Historically, US patent practice has favored keeping at least one family member pending to preserve the ability to adapt claim scope as technology and markets evolved. This strategy provided valuable flexibility, allowing patent holders to respond to competitive developments, design around attempts, or emerging commercial opportunities by filing continuation applications with tailored claims.
The introduction of substantial late-filing fees disrupts this established approach. In doing so, the USPTO’s policy change brings US practice somewhat closer to the approach of the European Patent Office (EPO), where divisional applications have long been subject to fee structures that discourage prolonged pendency. Patent holders must now weigh the strategic value of maintaining prosecution flexibility against the significant additional costs, particularly for patent families approaching or exceeding the six-year threshold.
The new fee structure demands more disciplined prosecution planning from the outset. Practitioners may consider front-loading claim diversification strategies rather than relying on future continuation applications to capture different aspects of the invention. This may involve filing broader initial claim sets or pursuing multiple divisional applications earlier in the prosecution timeline.
Some industries may require extended patent family management to align with changes in the market. In these sectors, the late-filing fees may represent a necessary cost of doing business.
The key question facing applicants is whether the flexibility to amend claims through continuation practice justifies the substantial additional expense.
For some patent families, the late-filing fees may represent a worthwhile investment in maintaining strategic flexibility. However, for marginal inventions or crowded technology areas, the additional costs may tip the analysis toward earlier prosecution closure.

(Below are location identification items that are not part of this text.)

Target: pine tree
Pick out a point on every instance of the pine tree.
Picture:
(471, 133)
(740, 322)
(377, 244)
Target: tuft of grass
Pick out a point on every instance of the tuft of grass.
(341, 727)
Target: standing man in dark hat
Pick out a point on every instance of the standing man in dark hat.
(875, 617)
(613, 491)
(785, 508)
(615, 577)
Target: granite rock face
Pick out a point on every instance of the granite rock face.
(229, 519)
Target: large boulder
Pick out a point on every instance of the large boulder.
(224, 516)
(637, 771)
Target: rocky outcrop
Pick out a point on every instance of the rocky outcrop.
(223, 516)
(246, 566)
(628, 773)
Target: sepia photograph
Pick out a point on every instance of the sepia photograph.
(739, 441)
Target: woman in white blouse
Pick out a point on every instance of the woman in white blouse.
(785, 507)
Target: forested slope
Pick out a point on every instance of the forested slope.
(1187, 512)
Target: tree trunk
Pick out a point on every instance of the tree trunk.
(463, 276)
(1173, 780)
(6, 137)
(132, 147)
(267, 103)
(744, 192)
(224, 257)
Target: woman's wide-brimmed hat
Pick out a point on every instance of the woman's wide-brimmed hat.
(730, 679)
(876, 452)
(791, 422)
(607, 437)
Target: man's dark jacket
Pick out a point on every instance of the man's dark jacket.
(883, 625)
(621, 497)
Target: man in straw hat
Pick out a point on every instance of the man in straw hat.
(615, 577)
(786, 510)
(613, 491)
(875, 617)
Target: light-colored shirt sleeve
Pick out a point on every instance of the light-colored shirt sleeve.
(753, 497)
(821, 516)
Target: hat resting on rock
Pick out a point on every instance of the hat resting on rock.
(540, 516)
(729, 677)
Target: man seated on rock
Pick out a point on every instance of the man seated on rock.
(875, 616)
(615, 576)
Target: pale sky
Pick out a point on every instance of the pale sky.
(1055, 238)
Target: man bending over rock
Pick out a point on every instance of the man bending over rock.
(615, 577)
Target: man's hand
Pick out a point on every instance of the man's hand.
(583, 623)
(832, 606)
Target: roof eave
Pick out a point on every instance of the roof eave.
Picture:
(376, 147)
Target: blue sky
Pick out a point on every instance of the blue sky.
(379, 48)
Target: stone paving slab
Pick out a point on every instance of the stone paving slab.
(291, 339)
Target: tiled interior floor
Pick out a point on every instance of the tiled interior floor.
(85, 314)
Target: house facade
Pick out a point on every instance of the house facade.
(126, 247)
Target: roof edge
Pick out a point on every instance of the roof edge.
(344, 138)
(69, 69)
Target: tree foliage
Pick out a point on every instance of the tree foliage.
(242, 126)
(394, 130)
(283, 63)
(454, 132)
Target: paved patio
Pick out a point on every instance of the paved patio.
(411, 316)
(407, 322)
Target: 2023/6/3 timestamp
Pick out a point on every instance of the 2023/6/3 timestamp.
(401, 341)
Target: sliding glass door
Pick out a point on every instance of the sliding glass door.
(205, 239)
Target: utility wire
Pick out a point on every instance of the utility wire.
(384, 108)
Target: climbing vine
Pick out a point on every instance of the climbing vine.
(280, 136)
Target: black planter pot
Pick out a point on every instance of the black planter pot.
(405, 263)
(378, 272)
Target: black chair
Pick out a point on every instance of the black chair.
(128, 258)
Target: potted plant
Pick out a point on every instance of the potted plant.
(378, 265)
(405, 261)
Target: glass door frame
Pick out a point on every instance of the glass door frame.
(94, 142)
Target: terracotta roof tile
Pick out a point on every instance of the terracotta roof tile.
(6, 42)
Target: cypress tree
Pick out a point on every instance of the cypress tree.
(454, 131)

The USPTO's new late-filing fees mark a significant shift in patent prosecution economics, encouraging more efficient and strategic prosecution planning while raising the bar for extended patent family management. Applicants must adapt their strategies to balance the traditional benefits of continuation practice against the new financial realities, potentially requiring more aggressive front-end prosecution strategies and more selective long-term family maintenance decisions.